[Kde-pim] Re: How Resources and Collections play together
Thomas McGuire
thomas.mcguire at gmx.net
Fri Jan 14 13:37:34 GMT 2011
Hi,
let me try to answer some questions I know about, others can fill in the
blanks.
On Friday 14 January 2011 13:04:07 Christian Mollekopf wrote:
> I'm a bit confused how akonadi resources and collections play together
> exactly.
>
> As far as I understand it, a collection is the akonadi internal container.
> While the collection doesn't need a resource to exist, a resource is needed
> to make the link to the storage backend (filesystem, google, etc.).
>
> So if i want a new calendar I create a new calendar resource (not a
> collection), which will in turn generate a new collection, associated with
> the resource.
Yep.
> So I assume normally there is 1 resource with 1 associated collection, but
> there can be special resources which have several collections.
Yes, correct. Quite a lot of resources have multiple collections.
> What I need to know:
>
> Is the resource responsible for creating/deleting the collections?
Yes, the collections need to be created in ResourceBase::retrieveCollections()
> So as an application developer, do I always work with resources not
> collections (speaking of creating/deleting toplevel
> collections(respectively storage locations))?
Not sure what you mean here. The API for applications can deal with
collections and resources. Applications in general deal with collections more
than with resources.
> If I want to make a dialog where the user can choose, where to store his
> calendar files, is it ok to display a list of collections with the mimetype
> which i need? Or should I somehow list the resources?
Listing the collections should be enough. There is Akonadi::CollectionDialog
and Akonadi::CollectionComboBox for this already, btw.
> In the ChangeRecorder for the EntityTreemodel, should I rather watch the
> collections or the resources? Whats the difference?
No idea.
> Can Collections contain items without a resource associated?
No. Each collection belongs to a resource, and as soon as you put an item in
it the item will belong to the resource as well.
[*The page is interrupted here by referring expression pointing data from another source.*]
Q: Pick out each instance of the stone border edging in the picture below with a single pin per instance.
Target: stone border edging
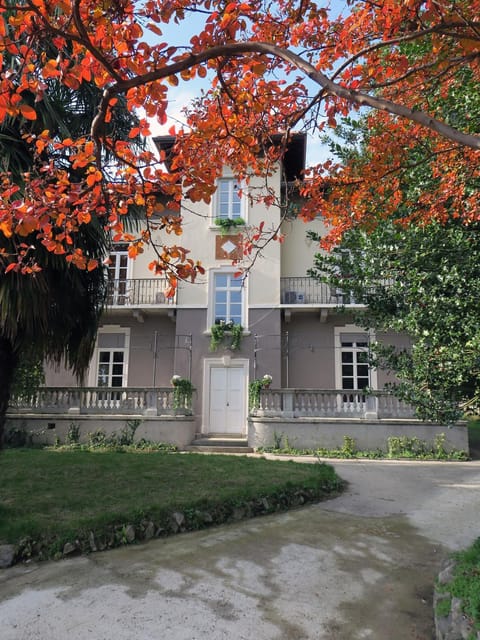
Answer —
(168, 523)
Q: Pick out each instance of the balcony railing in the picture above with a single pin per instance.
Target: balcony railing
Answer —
(304, 290)
(331, 403)
(138, 292)
(102, 400)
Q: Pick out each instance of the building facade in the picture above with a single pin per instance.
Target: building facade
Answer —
(292, 326)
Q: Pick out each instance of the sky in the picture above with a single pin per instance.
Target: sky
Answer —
(182, 95)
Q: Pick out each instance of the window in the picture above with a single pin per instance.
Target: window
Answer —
(228, 298)
(118, 276)
(229, 203)
(111, 359)
(354, 362)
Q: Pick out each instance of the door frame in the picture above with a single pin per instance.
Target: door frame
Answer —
(223, 362)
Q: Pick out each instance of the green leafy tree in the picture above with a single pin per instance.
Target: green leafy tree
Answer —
(422, 280)
(58, 309)
(425, 282)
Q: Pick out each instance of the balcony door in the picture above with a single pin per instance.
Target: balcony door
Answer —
(226, 398)
(354, 376)
(110, 370)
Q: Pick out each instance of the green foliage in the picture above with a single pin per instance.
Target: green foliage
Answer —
(29, 375)
(182, 393)
(73, 433)
(254, 389)
(349, 447)
(221, 330)
(56, 496)
(424, 282)
(227, 224)
(397, 447)
(465, 584)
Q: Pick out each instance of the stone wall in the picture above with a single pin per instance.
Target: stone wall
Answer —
(369, 435)
(46, 429)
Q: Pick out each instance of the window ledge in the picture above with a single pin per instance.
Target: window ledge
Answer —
(245, 332)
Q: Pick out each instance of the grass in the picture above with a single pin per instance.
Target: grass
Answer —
(57, 495)
(474, 437)
(465, 584)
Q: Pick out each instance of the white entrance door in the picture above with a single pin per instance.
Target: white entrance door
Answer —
(227, 400)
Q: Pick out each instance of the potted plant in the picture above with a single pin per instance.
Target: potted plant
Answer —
(255, 388)
(221, 329)
(182, 393)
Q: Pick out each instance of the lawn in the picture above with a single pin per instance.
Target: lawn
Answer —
(57, 497)
(474, 438)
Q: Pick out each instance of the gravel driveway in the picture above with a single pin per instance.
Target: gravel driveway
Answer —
(359, 566)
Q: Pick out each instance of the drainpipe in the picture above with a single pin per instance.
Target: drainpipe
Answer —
(154, 373)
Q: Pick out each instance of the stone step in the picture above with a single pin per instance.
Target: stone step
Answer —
(217, 449)
(220, 443)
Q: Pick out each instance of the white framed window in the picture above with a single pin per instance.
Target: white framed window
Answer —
(355, 370)
(110, 366)
(227, 301)
(352, 370)
(228, 203)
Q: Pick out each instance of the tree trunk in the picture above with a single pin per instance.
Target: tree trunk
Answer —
(7, 369)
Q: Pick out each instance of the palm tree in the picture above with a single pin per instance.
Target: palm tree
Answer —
(57, 310)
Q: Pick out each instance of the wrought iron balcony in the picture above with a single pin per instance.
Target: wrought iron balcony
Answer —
(307, 291)
(138, 292)
(102, 400)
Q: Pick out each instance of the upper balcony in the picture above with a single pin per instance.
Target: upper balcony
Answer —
(298, 292)
(139, 293)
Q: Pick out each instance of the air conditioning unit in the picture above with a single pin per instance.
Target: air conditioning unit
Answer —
(293, 297)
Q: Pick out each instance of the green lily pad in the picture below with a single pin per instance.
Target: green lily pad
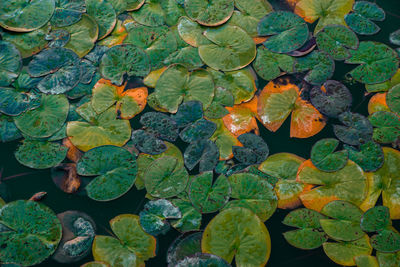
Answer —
(161, 125)
(287, 31)
(23, 16)
(343, 253)
(356, 129)
(240, 83)
(378, 62)
(59, 67)
(254, 150)
(369, 158)
(231, 48)
(28, 43)
(203, 152)
(124, 59)
(10, 63)
(208, 196)
(98, 129)
(131, 245)
(191, 218)
(324, 157)
(309, 234)
(344, 222)
(209, 13)
(348, 184)
(45, 120)
(393, 99)
(318, 65)
(177, 85)
(184, 246)
(254, 193)
(362, 17)
(376, 219)
(270, 65)
(165, 178)
(387, 127)
(40, 155)
(336, 40)
(13, 102)
(104, 14)
(115, 169)
(83, 35)
(332, 99)
(32, 233)
(237, 232)
(154, 216)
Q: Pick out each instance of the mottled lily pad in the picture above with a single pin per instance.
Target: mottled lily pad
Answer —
(309, 234)
(115, 169)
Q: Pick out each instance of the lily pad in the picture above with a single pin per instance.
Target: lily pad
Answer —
(369, 158)
(40, 155)
(336, 40)
(154, 216)
(32, 235)
(115, 169)
(208, 196)
(10, 63)
(287, 31)
(237, 232)
(324, 157)
(177, 85)
(356, 129)
(231, 48)
(165, 178)
(45, 120)
(23, 16)
(348, 184)
(124, 59)
(362, 17)
(131, 245)
(209, 13)
(378, 62)
(331, 99)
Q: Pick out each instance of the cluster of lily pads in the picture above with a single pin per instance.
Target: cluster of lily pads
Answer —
(106, 92)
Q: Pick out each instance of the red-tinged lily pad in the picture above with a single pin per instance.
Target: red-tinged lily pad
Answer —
(348, 184)
(278, 100)
(32, 233)
(324, 157)
(131, 245)
(309, 234)
(208, 196)
(115, 170)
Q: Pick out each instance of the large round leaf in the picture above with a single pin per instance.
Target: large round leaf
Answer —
(131, 245)
(45, 120)
(32, 233)
(25, 16)
(348, 183)
(116, 169)
(231, 48)
(237, 232)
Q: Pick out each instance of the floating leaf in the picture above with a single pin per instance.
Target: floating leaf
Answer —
(209, 13)
(153, 217)
(324, 157)
(229, 233)
(131, 245)
(33, 232)
(231, 48)
(208, 196)
(378, 62)
(115, 169)
(287, 31)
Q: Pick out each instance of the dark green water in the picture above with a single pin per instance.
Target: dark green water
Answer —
(282, 255)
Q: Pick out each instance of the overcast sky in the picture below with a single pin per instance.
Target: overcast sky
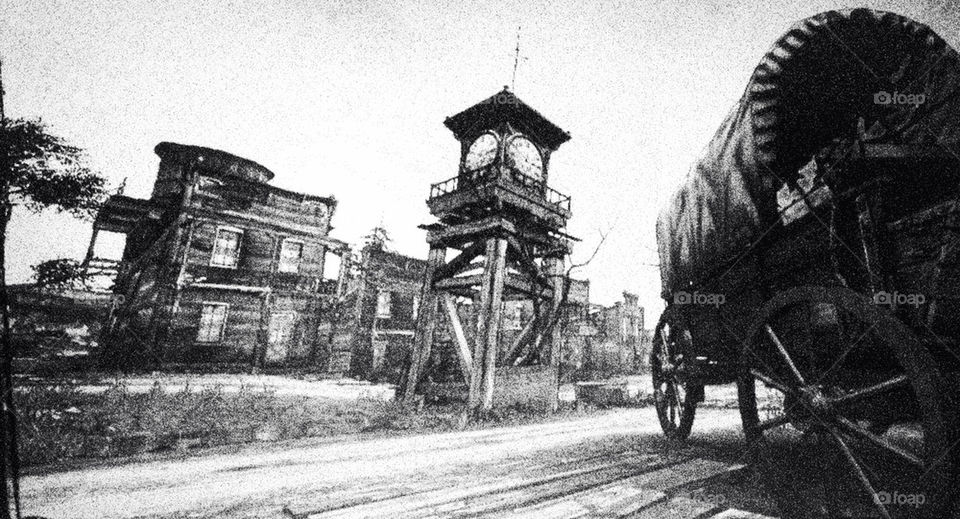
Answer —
(348, 99)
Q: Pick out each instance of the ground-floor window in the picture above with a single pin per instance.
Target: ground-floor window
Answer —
(213, 319)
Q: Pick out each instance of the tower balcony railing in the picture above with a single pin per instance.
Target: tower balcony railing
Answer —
(512, 179)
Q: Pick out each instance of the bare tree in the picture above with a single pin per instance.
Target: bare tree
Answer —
(37, 171)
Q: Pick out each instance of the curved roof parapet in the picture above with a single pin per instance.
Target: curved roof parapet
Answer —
(215, 160)
(805, 98)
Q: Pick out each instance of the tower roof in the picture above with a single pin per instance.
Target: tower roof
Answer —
(504, 106)
(216, 160)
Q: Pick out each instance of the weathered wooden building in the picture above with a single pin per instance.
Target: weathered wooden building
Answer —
(220, 268)
(384, 303)
(603, 341)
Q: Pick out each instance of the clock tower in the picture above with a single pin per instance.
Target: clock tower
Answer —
(506, 227)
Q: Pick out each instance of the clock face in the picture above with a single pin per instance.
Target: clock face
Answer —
(481, 153)
(524, 156)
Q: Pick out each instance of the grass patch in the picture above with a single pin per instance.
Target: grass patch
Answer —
(59, 423)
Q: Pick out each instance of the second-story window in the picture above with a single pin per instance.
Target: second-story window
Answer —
(226, 248)
(213, 319)
(384, 304)
(291, 253)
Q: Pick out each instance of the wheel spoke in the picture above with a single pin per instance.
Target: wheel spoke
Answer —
(785, 356)
(769, 381)
(862, 394)
(664, 343)
(858, 471)
(774, 422)
(881, 442)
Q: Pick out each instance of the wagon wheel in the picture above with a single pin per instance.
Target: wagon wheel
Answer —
(856, 381)
(674, 396)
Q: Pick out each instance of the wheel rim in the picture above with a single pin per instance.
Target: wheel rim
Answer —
(875, 398)
(673, 398)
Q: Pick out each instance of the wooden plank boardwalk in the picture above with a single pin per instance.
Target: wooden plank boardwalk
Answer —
(612, 464)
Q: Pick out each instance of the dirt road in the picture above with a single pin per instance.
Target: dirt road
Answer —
(611, 464)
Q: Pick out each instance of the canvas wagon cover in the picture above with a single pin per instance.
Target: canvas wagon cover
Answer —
(807, 94)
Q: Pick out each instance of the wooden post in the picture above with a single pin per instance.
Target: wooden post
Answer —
(463, 347)
(488, 327)
(426, 322)
(554, 268)
(90, 249)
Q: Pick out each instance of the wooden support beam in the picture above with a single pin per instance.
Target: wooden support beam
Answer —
(486, 226)
(461, 262)
(459, 282)
(90, 249)
(488, 327)
(523, 339)
(426, 323)
(463, 348)
(554, 268)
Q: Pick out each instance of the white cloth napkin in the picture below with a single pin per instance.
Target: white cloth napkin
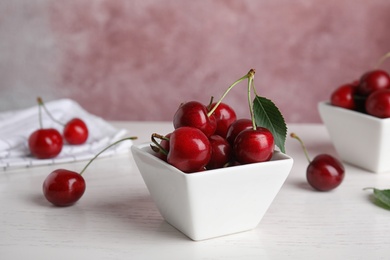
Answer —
(16, 127)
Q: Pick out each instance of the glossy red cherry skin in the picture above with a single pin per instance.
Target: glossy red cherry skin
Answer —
(45, 143)
(221, 152)
(165, 145)
(225, 116)
(372, 81)
(189, 149)
(76, 131)
(378, 103)
(194, 114)
(237, 127)
(325, 172)
(63, 187)
(343, 96)
(252, 146)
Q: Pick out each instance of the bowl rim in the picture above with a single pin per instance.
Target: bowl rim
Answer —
(144, 145)
(353, 112)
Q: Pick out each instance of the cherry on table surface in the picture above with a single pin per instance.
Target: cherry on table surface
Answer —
(195, 114)
(45, 143)
(189, 149)
(254, 145)
(324, 172)
(63, 187)
(75, 131)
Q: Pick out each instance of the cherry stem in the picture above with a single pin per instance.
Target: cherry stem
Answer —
(227, 91)
(382, 59)
(40, 116)
(42, 104)
(102, 151)
(161, 149)
(293, 135)
(251, 76)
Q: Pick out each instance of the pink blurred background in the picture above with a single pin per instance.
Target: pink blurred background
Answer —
(138, 60)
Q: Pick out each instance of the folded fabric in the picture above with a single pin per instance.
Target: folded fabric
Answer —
(16, 127)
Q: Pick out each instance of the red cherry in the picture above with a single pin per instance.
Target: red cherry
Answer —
(324, 172)
(76, 131)
(253, 146)
(225, 116)
(343, 96)
(378, 103)
(190, 149)
(165, 146)
(237, 127)
(194, 114)
(372, 81)
(221, 152)
(45, 143)
(63, 187)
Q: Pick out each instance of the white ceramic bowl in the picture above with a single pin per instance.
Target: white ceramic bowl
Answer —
(216, 202)
(359, 139)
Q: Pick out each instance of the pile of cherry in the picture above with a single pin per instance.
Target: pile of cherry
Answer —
(45, 143)
(211, 137)
(370, 94)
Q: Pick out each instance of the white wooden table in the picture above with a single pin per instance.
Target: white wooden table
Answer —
(116, 218)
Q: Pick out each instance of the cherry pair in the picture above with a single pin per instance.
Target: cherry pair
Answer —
(45, 143)
(370, 94)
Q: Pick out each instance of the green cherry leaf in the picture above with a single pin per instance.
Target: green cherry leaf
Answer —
(382, 195)
(267, 115)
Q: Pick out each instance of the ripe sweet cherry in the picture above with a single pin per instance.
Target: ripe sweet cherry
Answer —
(189, 149)
(225, 116)
(372, 81)
(254, 145)
(221, 152)
(45, 143)
(64, 187)
(195, 114)
(343, 96)
(75, 131)
(324, 172)
(378, 103)
(237, 127)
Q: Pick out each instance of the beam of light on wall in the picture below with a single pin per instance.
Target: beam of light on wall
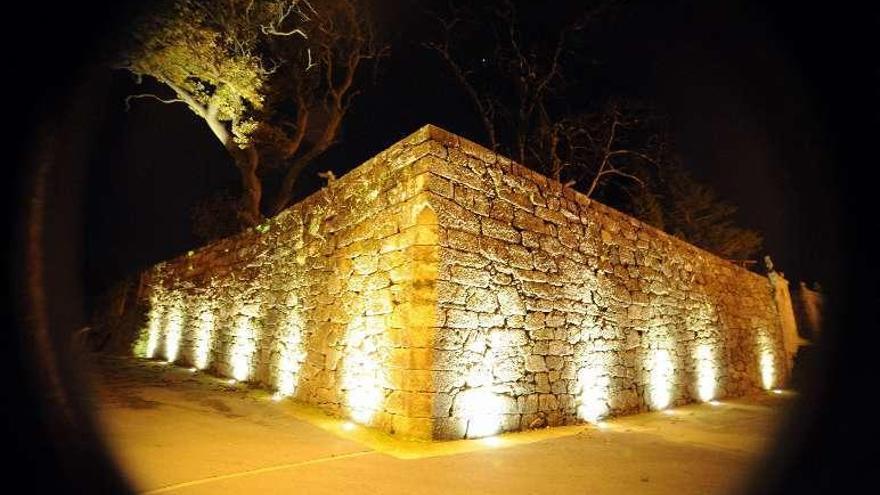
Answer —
(768, 369)
(661, 378)
(707, 374)
(204, 338)
(243, 348)
(483, 410)
(292, 353)
(154, 327)
(594, 383)
(362, 375)
(173, 332)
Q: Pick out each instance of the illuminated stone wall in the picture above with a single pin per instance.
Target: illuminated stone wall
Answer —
(441, 291)
(330, 302)
(552, 303)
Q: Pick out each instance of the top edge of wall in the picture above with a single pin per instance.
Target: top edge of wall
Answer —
(431, 132)
(469, 147)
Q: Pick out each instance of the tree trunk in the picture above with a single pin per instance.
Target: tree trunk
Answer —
(300, 163)
(247, 161)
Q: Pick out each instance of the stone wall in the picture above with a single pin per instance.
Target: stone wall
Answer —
(328, 302)
(552, 303)
(442, 291)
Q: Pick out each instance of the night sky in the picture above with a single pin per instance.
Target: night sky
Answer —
(734, 77)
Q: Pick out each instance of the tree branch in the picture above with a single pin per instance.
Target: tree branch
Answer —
(151, 96)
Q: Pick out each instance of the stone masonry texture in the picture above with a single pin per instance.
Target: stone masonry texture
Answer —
(442, 291)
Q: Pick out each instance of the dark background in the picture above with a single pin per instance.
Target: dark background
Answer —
(775, 105)
(740, 96)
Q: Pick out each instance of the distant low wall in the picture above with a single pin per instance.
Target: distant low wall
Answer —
(443, 291)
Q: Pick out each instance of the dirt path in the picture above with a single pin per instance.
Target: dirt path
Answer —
(175, 431)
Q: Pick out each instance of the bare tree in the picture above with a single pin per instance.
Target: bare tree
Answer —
(272, 79)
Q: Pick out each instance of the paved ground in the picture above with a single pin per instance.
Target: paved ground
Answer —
(186, 433)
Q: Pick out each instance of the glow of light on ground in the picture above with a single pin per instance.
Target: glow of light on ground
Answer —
(661, 378)
(492, 441)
When that happens,
ResourceBase::itemAdded() is called, and the resource is responsible for
storing the item in the backend storage (filesystem, server etc). Akonadi
might later ask the resource for the item again, in
ResourceBase::retrieveItem(), in which case the resource needs to read the
item from the storage backend and pass it on the Akonadi.
> If I want to have a trash collections for items of various mimetypes, can I
> create a collection directly from my app, without a resource? I just want
> to keep the items there for a couple of days and then delete them.
You can create a collection directly from your app, but a collection always
belongs to a resource. For example the trash collection in KMail is owned by
the maildir resource, and some IMAP resources also have trash collections.
> Would it make sense to create a trash resource, which accepts all kinds of
> mimetypes, and deletes the items after a configured time, or is that not
> the purpose of resources?
I would somehow prefer having a trash collection in each resource where it is
needed (maildir, IMAP etc). No idea though how that would work with ical
resources, which only have a single collection right now. Maybe a trash
resource here would make sense.
In general, this should be handled by the Akonadi::SpecialCollections
mechanism. The apps ask this class for a specific collection, e.g. when KMail
needs a trash it asks
Akonadi::SpecialMailCollections::collection(Akonadi::SpecialMailCollections::Trash).